Sonhos grandiosos aparentemente inalcançáveis, devido estigmas sociais, financeiros e ingratas expectativas nascidas do afeto e frustração; conformismo sustentado por uma cultura meritocrática e poder capital limitante; necessidade de independência e insegurança quanto à aceitação do seu amar; incapacidade de relaxar de quem sustenta o coração de um lar tomado por crescente tensão e desesperança, e só precisa se livrar, nem que por apenas um segundo, dos fardos que carrega, para assim poder descansar.

Marte Um é o retrato das ansiedades das famílias de baixa renda brasileiras. Mesmo não sendo pretos ou periféricos, como se apresentam os quatro membros da família que conduz a narrativa do filme, qualquer um que se encontre em condições sociais semelhantes há de se identificar com a obra. E não é à toa. O contexto político e social de crescente fanatismo e fascismo alavancados pela eleição de um líder nacional irresponsável e criminoso, que carrega consigo ideais de marginalização e repúdio à ordinária classe trabalhadora, torna impossível não enxergar-se ou, pelo menos, doer-se por cada um dos membros da família de incansáveis sonhadores que estrelam esse belo filme.

Deivinho (Cícero Lucas) é o caçula da família. O menino é um promissor jogador de futebol e, por isso, herdou do frustrado pai o sonho, ou responsabilidade, de se tornar um grande atleta.
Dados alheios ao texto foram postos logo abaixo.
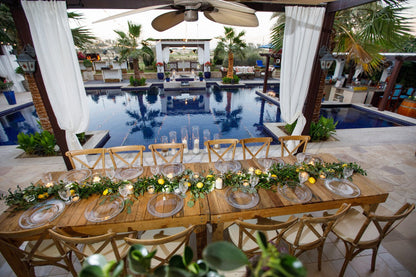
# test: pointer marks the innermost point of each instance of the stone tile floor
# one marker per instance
(388, 155)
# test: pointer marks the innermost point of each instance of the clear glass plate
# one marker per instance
(164, 204)
(225, 166)
(128, 173)
(174, 169)
(342, 187)
(75, 175)
(295, 192)
(104, 209)
(41, 213)
(241, 199)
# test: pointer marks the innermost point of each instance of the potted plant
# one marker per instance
(5, 87)
(207, 70)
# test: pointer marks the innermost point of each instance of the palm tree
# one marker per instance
(231, 43)
(129, 46)
(361, 32)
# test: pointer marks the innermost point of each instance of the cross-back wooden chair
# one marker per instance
(157, 152)
(361, 231)
(110, 245)
(126, 156)
(166, 246)
(287, 141)
(246, 239)
(210, 145)
(311, 232)
(39, 250)
(264, 146)
(83, 158)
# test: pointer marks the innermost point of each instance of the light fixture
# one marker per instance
(326, 58)
(26, 60)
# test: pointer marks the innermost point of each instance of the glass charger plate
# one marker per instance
(225, 166)
(295, 192)
(164, 204)
(174, 169)
(104, 209)
(128, 173)
(75, 175)
(41, 213)
(240, 199)
(342, 187)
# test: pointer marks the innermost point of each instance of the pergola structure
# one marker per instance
(331, 7)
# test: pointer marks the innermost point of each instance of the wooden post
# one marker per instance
(311, 98)
(391, 83)
(23, 30)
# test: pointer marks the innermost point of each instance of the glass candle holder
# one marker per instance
(207, 136)
(195, 139)
(184, 136)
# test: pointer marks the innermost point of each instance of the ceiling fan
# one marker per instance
(220, 11)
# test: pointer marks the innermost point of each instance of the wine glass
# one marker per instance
(254, 180)
(347, 172)
(65, 194)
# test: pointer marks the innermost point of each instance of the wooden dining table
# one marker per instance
(213, 209)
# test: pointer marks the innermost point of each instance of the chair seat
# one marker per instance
(46, 248)
(350, 225)
(307, 236)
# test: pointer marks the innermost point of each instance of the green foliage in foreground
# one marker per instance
(220, 255)
(41, 144)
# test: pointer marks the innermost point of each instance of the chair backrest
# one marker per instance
(385, 224)
(83, 158)
(211, 146)
(39, 250)
(160, 148)
(246, 234)
(309, 224)
(166, 246)
(126, 156)
(256, 145)
(100, 244)
(301, 146)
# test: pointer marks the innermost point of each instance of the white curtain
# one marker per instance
(8, 66)
(300, 42)
(55, 52)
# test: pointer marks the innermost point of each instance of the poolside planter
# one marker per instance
(10, 97)
(407, 108)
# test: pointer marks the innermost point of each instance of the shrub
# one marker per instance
(323, 129)
(41, 144)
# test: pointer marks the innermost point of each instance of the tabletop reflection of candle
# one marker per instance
(218, 183)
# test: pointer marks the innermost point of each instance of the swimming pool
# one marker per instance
(144, 117)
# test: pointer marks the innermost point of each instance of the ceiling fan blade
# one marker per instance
(232, 17)
(167, 20)
(130, 13)
(220, 4)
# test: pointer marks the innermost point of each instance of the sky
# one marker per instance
(201, 29)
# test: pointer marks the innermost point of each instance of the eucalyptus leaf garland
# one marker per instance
(198, 184)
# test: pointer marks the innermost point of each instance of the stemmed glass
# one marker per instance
(65, 194)
(347, 172)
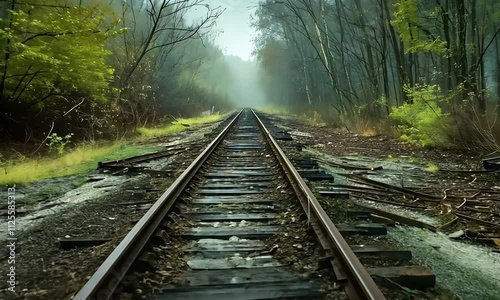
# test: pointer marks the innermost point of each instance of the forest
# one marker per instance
(97, 69)
(424, 71)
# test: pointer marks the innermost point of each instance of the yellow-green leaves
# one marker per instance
(54, 48)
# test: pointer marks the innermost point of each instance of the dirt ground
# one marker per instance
(455, 181)
(44, 270)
Mas Deivinho é um garoto sonhador, e suas ambições estão a anos luz dos gramados de um estádio de futebol. Seu objetivo é a ciência, e sua missão é participar de um ousado projeto de colonização espacial denominado “Marte Um”. Mas para realizar isso, além de conflitar e decepcionar o próprio pai, Deivinho tem um enorme abismo de problemas financeiros e sociais para superar. Algo tão desanimador e inevitável, que faz de seu objetivo algo tão distante de sua realidade quanto o Planeta Vermelho.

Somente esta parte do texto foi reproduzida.